Carl Harper, Peterborough Socialist Party

Top bosses had earnt more than the £28,200 median salary by around midday on 4 January – ‘Fat Cat Wednesday’.

According to the figures from High Pay Centre, the average FTSE 100 chief executive now earns more than £1,000 an hour. These bosses now typically earn 129 times more than their average employee.

Figures for 2015 showed that average annual pay for a FTSE 100 boss was £5.5 million, or 401 times that of a minimum wage worker.

The Fat Cat Wednesday calculation is based on bosses starting back at work after Christmas on 2 January, based on median FTSE 100 chief executive pay of £4 million in 2015.

The hourly pay rate of £1,009 is calculated based on bosses working 12 hours a day, including three out of every four weekends, and taking fewer than ten days’ holiday a year.

Undoubtedly some bosses do work extreme hours.
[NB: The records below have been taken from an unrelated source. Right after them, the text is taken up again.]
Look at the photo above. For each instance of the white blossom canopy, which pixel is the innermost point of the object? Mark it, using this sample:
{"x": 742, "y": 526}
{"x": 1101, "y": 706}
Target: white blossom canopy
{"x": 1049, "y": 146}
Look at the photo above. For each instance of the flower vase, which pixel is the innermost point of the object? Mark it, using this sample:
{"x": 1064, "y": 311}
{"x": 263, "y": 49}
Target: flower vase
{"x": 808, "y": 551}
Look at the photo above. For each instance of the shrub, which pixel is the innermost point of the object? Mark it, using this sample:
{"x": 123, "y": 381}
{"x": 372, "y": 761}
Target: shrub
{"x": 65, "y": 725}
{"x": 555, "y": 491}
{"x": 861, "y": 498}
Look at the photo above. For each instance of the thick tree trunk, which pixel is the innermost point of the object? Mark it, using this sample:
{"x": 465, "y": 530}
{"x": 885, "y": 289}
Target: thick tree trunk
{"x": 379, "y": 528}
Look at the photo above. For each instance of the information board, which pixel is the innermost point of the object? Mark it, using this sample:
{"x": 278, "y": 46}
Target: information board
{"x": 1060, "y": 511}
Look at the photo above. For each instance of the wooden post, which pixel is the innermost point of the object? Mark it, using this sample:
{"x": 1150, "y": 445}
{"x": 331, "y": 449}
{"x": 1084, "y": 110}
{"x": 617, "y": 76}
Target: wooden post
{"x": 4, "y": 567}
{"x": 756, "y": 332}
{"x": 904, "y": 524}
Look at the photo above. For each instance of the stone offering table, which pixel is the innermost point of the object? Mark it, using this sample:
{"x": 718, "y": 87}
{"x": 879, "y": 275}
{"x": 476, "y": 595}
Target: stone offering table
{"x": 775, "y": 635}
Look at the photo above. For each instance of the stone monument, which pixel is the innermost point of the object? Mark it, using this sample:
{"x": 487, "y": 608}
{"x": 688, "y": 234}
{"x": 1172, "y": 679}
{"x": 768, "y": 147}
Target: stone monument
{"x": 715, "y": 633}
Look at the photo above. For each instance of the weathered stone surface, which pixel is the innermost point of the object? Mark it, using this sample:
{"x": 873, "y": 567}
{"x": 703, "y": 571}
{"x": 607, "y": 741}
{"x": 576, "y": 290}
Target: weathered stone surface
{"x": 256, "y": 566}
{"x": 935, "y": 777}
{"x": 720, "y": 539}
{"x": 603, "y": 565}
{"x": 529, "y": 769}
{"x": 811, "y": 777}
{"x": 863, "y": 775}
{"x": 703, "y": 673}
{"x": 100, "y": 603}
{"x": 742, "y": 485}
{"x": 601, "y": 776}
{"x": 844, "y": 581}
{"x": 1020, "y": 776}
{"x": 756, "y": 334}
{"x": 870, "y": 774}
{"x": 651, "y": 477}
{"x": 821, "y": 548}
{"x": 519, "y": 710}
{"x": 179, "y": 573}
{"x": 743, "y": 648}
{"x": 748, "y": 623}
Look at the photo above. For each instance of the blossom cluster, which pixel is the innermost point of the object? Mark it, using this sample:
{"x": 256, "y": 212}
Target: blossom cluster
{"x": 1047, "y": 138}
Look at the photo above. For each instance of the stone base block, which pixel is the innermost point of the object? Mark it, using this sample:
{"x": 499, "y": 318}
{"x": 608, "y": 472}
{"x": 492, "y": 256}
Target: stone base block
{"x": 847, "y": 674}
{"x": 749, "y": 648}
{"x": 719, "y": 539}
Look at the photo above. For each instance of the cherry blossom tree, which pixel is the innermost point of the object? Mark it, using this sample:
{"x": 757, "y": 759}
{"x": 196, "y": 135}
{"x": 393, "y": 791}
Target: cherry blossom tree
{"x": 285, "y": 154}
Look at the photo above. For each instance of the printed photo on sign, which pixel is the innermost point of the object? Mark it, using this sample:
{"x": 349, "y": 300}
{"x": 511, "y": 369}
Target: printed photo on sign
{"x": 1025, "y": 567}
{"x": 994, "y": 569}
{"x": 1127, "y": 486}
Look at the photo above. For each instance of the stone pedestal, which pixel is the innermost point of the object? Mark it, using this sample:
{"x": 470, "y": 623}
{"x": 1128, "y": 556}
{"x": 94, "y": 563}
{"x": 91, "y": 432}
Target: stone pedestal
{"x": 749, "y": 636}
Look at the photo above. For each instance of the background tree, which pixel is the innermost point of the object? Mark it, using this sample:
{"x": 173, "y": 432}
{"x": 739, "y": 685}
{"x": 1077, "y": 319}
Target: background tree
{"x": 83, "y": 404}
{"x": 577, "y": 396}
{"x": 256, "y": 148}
But so do many nurses in our struggling NHS, doing far more useful work for a tiny fraction of the pay.

And the gulf in pay is undoubtedly larger. Official pay figures downplay the army of workers in insecure, precarious work, since the average is based on those who have been in their job for at least a year.

Frances O’Grady, leader of the Trade Union Congress, apparently responded by calling for Theresa May to honour her promise to put workers on boards. How about building for coordinated strikes against austerity?

And why just token workers on boards? Why shouldn’t workers own and control the lot?

As long as super-rich minority owns and controls the top corporations, they’ll use them for private profit. Nationalise them under the democratic control and management of workers, so the working class can plan what we make to meet the needs of all!